El fútbol y la política tiene, en diversas cuestiones, vínculos muy estrechos, y particularmente el paso de
Mauricio Macri de ese deporte a la función pública es un caso emblemático. De tal manera lo es, que el mandatario lo demuestra día a día, como cuando hoy durante un almuerzo en el CeNARD con los atletas y los entrenadores que se preparan para los Juegos Olímpicos de la Juventud Buenos Aires 2018
comparó la tarea de ser Presidente con la de "ser el 9 de Boca".

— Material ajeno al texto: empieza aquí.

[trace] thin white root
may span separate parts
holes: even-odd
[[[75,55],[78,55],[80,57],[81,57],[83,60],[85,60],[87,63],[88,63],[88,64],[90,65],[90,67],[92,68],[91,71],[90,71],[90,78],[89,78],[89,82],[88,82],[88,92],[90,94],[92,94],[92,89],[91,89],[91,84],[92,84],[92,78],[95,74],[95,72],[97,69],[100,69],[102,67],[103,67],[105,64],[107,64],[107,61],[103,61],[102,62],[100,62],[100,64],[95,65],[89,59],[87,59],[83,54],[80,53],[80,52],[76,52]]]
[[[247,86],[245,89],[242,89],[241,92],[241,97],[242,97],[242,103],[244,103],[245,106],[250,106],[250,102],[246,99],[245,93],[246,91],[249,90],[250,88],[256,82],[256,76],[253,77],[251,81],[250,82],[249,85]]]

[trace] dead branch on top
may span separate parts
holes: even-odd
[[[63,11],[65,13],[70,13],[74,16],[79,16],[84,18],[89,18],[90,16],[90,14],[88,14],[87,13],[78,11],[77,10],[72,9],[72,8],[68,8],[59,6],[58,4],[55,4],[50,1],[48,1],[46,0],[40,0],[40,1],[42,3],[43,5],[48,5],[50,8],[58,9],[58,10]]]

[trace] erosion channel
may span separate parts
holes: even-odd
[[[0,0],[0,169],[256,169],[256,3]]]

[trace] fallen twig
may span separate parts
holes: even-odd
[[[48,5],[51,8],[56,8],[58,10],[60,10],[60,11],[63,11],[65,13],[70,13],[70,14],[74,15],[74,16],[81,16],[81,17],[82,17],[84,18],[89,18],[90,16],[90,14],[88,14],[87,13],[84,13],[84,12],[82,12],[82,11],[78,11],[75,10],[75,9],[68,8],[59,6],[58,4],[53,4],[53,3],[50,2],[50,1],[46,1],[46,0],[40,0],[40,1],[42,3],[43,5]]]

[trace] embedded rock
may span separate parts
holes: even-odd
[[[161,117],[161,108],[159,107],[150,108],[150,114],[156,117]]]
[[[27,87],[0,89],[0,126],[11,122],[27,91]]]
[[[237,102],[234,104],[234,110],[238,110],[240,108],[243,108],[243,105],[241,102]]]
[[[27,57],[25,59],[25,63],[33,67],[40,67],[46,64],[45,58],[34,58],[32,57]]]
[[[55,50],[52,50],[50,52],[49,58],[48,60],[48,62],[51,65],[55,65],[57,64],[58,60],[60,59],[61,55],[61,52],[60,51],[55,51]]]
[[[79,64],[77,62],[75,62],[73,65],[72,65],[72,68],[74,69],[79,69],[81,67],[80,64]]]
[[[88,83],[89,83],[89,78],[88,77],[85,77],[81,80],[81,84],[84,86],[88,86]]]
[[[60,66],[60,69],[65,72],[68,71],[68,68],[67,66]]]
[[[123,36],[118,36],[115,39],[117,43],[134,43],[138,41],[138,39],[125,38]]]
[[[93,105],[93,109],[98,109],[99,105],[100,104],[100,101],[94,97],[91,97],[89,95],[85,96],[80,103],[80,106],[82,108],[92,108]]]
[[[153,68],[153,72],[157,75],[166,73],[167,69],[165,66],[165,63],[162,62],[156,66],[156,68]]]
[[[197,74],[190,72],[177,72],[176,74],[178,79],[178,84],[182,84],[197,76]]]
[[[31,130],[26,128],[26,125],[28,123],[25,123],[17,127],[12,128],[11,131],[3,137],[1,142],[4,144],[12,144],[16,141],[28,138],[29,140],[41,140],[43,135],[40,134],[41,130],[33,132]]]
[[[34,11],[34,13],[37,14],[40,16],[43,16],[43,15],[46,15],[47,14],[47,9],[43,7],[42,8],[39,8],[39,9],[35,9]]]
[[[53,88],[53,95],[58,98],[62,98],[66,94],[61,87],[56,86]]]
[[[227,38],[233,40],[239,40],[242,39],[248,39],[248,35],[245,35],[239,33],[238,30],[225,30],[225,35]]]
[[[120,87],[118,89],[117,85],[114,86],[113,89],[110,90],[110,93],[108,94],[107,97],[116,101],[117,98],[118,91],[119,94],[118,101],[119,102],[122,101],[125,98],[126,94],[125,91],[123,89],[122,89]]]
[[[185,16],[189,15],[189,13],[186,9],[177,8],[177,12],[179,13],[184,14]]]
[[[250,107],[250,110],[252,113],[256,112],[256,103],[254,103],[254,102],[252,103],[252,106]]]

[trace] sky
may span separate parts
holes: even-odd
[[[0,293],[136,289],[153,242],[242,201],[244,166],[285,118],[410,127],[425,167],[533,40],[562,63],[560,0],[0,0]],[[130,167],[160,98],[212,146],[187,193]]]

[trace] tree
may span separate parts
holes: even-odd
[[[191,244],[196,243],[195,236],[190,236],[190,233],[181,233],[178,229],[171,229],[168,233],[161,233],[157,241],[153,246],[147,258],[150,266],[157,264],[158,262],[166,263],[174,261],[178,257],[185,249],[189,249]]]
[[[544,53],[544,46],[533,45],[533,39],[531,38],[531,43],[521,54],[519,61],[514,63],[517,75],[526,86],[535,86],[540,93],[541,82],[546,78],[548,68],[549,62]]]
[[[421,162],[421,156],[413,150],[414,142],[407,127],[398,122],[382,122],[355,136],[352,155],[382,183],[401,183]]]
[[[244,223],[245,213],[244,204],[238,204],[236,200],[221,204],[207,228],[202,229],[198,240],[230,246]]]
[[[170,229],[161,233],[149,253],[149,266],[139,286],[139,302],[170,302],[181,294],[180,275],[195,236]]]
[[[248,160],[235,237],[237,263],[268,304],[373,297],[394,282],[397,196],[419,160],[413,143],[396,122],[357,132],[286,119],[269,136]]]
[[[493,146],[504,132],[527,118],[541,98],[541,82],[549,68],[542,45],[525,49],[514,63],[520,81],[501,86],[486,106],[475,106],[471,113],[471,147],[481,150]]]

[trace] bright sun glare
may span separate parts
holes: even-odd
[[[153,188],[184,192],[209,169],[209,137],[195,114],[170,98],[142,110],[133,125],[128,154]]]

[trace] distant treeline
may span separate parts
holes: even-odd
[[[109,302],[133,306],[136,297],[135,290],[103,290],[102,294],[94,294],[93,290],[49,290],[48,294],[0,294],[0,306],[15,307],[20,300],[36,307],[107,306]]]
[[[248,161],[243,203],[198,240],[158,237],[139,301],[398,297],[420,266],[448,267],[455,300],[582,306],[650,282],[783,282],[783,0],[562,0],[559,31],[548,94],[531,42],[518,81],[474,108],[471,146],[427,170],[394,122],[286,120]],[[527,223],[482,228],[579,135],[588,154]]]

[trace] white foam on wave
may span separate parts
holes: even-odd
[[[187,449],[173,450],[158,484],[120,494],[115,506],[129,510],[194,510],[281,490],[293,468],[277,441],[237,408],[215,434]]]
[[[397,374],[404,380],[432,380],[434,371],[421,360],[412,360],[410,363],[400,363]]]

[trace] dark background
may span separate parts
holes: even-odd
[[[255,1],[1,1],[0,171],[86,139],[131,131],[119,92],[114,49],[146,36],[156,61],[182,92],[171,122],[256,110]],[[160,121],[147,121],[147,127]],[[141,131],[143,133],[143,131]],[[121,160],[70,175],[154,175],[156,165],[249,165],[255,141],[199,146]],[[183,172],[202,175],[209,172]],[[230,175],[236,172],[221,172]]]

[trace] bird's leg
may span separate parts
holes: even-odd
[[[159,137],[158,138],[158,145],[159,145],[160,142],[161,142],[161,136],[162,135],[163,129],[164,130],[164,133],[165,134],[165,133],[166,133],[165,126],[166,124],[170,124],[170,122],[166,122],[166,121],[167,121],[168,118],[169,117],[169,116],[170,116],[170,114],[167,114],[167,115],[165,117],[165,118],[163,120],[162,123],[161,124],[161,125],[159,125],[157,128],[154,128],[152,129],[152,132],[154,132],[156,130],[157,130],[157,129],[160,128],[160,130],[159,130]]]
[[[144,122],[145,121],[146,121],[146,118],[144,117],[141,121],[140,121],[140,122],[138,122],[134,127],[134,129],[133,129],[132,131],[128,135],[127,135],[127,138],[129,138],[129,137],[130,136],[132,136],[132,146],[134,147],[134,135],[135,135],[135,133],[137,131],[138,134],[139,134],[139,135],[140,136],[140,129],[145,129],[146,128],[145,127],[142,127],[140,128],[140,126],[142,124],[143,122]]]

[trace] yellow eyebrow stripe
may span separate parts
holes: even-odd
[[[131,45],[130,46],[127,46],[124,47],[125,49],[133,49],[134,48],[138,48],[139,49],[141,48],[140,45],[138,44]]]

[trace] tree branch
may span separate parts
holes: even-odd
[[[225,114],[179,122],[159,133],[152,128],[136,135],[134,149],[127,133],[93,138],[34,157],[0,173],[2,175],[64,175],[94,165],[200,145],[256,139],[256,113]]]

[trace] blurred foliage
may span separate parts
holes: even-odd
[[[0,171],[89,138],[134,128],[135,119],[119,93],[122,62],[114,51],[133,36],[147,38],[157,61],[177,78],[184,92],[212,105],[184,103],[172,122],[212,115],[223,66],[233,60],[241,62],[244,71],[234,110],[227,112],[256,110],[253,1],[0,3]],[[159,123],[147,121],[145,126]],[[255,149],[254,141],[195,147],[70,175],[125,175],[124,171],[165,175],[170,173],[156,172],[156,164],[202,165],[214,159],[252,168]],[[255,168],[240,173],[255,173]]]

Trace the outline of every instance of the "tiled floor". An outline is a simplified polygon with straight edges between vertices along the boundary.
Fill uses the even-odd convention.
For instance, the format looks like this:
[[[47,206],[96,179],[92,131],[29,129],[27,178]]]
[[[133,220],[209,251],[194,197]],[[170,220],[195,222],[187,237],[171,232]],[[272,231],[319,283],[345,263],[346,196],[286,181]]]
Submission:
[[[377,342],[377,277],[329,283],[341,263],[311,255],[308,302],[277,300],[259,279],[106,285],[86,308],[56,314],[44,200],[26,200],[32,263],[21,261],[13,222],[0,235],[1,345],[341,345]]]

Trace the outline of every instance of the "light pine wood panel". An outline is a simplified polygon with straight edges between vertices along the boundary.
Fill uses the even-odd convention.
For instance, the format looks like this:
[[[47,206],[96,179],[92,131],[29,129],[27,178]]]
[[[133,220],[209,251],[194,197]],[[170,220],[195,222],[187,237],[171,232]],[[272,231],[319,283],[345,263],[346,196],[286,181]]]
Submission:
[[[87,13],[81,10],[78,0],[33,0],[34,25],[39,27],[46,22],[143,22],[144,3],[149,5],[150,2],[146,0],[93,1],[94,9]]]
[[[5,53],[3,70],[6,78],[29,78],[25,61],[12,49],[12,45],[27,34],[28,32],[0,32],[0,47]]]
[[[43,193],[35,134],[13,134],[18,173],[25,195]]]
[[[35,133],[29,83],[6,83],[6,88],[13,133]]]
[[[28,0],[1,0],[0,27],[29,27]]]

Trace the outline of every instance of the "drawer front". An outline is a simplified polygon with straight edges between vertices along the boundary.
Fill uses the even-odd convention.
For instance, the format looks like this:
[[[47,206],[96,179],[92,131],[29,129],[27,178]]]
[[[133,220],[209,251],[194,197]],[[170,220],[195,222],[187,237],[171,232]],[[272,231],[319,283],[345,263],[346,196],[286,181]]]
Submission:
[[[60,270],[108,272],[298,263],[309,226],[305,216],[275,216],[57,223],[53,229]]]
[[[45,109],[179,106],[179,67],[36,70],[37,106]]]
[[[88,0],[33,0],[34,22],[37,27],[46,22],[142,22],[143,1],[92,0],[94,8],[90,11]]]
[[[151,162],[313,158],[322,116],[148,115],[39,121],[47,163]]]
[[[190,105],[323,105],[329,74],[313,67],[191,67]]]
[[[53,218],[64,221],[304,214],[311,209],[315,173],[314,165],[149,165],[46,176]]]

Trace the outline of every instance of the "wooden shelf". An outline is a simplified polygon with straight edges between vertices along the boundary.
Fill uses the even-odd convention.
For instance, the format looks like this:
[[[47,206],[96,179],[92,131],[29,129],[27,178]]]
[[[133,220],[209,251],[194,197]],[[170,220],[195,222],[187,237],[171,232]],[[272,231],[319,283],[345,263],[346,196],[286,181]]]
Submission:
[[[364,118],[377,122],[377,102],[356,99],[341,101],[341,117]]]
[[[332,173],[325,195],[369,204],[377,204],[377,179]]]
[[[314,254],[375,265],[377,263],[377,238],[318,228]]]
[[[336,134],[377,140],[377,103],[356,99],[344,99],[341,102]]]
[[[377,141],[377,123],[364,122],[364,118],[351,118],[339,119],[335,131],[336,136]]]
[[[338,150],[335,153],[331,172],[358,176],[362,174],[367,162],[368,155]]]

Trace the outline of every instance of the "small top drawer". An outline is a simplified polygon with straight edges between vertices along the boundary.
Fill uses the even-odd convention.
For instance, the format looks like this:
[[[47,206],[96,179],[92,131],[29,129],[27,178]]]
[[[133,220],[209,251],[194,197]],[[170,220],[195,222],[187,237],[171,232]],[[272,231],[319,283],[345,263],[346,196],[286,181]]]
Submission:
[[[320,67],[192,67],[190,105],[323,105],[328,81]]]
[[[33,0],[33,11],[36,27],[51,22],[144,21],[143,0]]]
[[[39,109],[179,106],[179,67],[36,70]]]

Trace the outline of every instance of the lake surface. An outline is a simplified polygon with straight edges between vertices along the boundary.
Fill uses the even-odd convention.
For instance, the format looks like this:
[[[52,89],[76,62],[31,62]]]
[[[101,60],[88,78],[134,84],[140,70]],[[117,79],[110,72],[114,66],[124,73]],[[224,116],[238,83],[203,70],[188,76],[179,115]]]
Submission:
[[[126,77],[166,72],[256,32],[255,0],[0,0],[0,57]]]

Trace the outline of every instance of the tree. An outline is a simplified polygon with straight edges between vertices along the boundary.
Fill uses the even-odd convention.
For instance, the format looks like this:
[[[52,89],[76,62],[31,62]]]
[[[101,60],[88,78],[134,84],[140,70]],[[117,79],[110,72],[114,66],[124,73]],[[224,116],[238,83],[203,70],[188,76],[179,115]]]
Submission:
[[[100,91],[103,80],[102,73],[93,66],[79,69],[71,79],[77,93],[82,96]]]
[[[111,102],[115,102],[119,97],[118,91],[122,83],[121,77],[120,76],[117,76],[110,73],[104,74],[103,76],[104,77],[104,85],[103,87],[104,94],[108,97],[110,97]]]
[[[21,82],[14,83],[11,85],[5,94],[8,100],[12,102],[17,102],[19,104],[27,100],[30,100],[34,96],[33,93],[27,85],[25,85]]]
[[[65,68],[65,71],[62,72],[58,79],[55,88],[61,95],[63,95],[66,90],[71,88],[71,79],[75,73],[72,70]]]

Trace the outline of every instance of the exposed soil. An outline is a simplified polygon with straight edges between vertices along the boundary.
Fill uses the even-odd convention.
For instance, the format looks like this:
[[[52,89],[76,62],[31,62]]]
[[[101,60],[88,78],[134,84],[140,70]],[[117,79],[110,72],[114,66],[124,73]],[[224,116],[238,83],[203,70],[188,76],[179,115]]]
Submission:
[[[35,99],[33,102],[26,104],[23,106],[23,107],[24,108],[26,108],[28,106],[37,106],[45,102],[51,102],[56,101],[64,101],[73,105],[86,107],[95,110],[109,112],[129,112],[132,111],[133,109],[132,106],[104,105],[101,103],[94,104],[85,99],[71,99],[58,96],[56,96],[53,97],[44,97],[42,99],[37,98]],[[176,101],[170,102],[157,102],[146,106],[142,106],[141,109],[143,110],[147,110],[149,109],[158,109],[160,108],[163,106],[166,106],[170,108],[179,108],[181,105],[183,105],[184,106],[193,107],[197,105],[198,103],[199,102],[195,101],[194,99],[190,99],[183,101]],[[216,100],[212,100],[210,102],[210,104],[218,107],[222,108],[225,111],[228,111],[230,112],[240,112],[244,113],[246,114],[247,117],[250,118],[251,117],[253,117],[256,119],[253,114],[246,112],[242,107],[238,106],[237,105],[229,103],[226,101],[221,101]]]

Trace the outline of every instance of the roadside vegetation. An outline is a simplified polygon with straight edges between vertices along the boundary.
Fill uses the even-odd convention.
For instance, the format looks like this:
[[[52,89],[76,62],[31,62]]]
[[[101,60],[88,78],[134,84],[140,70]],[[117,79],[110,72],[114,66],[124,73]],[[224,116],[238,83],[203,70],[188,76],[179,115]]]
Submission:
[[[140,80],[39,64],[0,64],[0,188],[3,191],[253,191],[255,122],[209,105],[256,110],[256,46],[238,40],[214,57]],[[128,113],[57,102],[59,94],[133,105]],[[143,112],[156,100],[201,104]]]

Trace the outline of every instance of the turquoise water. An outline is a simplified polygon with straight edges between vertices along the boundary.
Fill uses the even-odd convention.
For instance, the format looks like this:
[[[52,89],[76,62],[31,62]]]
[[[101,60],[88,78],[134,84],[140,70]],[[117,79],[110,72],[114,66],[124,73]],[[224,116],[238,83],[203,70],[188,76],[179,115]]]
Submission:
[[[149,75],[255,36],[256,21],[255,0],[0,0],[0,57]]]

“Mi sueño era ser el 9 de Boca y representar a la Argentina, pero no me dieron ni las piernas ni la habilidad; así que me tocó representar a mi país desde mi lugar", confesó el extitular del equipo Xeneize desde el acto ante los deportistas.
A pesar de que tanto según los datos oficiales como de consultoras privadas en enero sigue cayendo la industria y multiplicándose los despidos, Macri no exhibió autrocrítica y se mostró conforme con su gestión:
"Estoy muy orgulloso del trabajo que estoy haciendo, el más importante de mi vida”.
Durante la visita, en la que estuvo acompañado por el jefe de Gobierno porteño, Horacio Rodríguez Larreta; el ministro de Educación y Deportes de la Nación, Esteban Bullrich; el secretario general de la Presidencia, Fernando de Andreis; y el secretario de Deportes, Carlos Mac Allister; Macri insistió con las metáforas deportivas:
"No siempre se puede ganar, pero el centro es saber cuánto cada uno de nosotros nos podemos superar”.
“Ustedes van a ser los embajadores de Argentina ante el mundo entero. Muestren lo amables, educados y buena gente que somos los argentinos”, enfatizó el jefe de Estado, quien se definió como “un amante del deporte” y expresó que lo practica “diariamente”.